# cirencester motorhome friendly parking?



## tramp (May 25, 2005)

as the topic says looking for somewhere to park the camper for a few hours tommorrow morning for a look around the town centre.

would prefer large spot 7mtrs + and safe and dont mind a little walk.

how far is the truck parking from town?

cheers all


----------



## locovan (Oct 17, 2007)

http://www.ukmotorhomes.net/ukaires.shtml

2 nice places here :wink:


----------



## Zebedee (Oct 3, 2007)

Why not walk into town.

Turn left out of the site entrance, over the cattle grid then bear right across the field in front of the tennis courts. There's a well-worn path so no problem.

Climb over the gate and turn left onto the main Estate drive, and you will see the town in front of you.

It isn't far and is a lovely walk.

Slightly naughty to go over the gate by the tennis courts, but everybody does. Not supposed to really, but the "ban" is to prevent the college students being a bloody nuisance . . . which they were! (Don't embarrass the wardens by asking them if it's OK to go that way - they will have to say "No.")
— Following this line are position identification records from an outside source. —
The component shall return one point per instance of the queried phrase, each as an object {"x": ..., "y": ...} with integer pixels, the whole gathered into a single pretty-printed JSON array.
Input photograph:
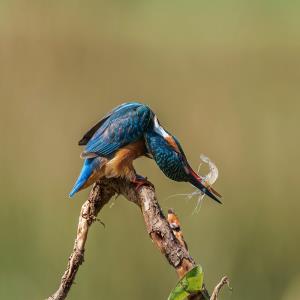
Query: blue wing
[
  {"x": 103, "y": 124},
  {"x": 124, "y": 125}
]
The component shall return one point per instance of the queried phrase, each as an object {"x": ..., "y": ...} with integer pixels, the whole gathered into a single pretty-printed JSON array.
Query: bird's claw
[{"x": 140, "y": 181}]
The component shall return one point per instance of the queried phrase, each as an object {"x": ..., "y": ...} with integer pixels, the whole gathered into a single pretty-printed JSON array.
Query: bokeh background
[{"x": 221, "y": 75}]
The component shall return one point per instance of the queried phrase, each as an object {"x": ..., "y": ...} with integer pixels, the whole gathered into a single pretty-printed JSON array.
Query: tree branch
[{"x": 157, "y": 227}]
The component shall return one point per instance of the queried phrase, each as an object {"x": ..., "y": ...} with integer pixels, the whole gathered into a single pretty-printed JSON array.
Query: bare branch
[
  {"x": 157, "y": 227},
  {"x": 217, "y": 289}
]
The public are allowed in the estate grounds from (I think) 8.00am to 5.00pm.

If you are bothered about the gate, turn right out of the entrance and up the lane you used to reach the site. Then walk down by the side of the very noisy main road and that brings you into town just the same. It's probably no further, but not as pleasant.

Hope this helps.

Go to "Keith's" for a delicious snack lunch. 

Dave


----------



## tramp (May 25, 2005)

cheers loco and Zebedee,

loco what with the rain forcast and us being 3600+kg hard standing is a must , may try the tuck stop though!

Zebedee, we aren`t booked into the cc site till after lunch so will either walk from the truck stop or do a drive around the outskirts as the centre is tight and market day too :roll: .

stopped at the cc before and yes the short cut is fine and we have the boots with us too  .

also spotted a nice turning in the road north of Cricklade.


----------